AEX — Trust Center

HCL BigFix AEX implements layered security controls to protect data, identities, and platform operations.

• Data encryption: TLS 1.2/1.3 for data in transit and AES-256 encryption for data at rest across all storage layers.
• Data protection: Strong access controls, encryption, and configurable retention protect customer and AI-related data.

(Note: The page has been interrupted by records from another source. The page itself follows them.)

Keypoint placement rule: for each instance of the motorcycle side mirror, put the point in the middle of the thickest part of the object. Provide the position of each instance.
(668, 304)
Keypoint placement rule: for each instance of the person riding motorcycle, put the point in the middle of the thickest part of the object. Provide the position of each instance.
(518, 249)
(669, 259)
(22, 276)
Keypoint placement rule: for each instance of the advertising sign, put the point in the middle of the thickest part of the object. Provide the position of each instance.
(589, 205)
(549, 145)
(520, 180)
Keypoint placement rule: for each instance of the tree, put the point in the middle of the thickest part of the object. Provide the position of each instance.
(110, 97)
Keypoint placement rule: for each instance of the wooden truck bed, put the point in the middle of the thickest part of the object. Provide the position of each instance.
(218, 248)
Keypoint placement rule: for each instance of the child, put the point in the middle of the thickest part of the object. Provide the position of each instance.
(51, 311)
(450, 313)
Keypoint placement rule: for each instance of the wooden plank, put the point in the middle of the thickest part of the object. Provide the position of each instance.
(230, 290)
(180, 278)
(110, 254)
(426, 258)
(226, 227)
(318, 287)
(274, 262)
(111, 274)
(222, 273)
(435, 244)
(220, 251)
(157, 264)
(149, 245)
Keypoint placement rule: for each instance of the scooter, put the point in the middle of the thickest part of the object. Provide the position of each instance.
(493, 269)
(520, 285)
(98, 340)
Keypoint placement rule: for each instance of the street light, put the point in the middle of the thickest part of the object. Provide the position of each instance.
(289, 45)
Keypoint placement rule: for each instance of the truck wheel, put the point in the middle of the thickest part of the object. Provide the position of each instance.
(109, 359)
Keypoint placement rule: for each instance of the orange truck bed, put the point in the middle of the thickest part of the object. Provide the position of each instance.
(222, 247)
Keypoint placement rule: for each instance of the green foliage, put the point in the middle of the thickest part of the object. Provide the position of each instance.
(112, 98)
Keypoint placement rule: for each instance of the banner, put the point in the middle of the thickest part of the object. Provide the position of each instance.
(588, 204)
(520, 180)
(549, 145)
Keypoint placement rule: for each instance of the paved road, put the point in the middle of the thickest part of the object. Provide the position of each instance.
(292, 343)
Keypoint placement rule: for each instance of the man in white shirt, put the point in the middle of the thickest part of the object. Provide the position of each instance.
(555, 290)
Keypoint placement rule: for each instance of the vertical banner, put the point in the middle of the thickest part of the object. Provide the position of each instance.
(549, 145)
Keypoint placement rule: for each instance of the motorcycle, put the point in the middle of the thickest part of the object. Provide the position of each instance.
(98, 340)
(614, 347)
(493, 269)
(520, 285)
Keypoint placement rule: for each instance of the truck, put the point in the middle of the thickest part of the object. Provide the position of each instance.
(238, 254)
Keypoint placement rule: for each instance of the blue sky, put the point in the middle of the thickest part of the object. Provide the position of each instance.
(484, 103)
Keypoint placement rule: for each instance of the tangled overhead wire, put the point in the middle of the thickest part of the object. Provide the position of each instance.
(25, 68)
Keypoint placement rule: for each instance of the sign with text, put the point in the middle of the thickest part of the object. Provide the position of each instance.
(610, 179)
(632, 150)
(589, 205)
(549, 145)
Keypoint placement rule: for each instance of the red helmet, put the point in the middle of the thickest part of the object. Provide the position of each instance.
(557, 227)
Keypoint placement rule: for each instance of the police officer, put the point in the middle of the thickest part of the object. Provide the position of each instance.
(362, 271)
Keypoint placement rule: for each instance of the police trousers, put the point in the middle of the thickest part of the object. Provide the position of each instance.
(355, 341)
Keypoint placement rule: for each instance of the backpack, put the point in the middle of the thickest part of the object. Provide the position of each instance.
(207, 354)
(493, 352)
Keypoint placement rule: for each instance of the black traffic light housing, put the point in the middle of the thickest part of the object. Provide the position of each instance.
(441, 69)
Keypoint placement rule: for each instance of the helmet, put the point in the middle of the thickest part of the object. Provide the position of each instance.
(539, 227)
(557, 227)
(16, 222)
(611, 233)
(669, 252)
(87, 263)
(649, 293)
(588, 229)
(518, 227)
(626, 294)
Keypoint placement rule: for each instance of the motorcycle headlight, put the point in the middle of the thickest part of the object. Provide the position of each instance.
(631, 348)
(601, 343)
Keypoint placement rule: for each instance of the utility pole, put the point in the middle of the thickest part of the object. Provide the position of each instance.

• Identity & access management: SSO via SAML 2.0 with enterprise IdPs and role-based access controls enforce least-privilege access.
• Platform architecture & isolation: Secure-by-design architecture with network isolation, encrypted integrations, and authenticated APIs.
• Availability & disaster recovery: High availability design with redundancy, backups, and defined recovery processes.
• Logging & monitoring: Continuous logging and 24×7 monitoring of access, application, and AI activity.
• Secure development & testing: Security embedded across the SDLC with threat modeling, testing, and GenAI-specific safeguards.
• Incident response: Structured vulnerability management and incident response led by our PSIRT
• Edge & network protection (SaaS): Uses a web application firewall (WAF) and DDoS protection at the edge to protect the platform from common web threats and volumetric attacks.
• Session security: Interactive sessions are automatically terminated after 15 minutes of inactivity.
• API & service security: Platform APIs require authentication (for example, API keys and OAuth 2.0). Service-to-service communication uses secure channels and mutual TLS where applicable.
• Backups: Storage snapshots and component backups are maintained, including (e.g.) Cloudant weekly (30 days), VectorDB daily (35 days), Redis daily (30 days), and Postgres daily (30 days).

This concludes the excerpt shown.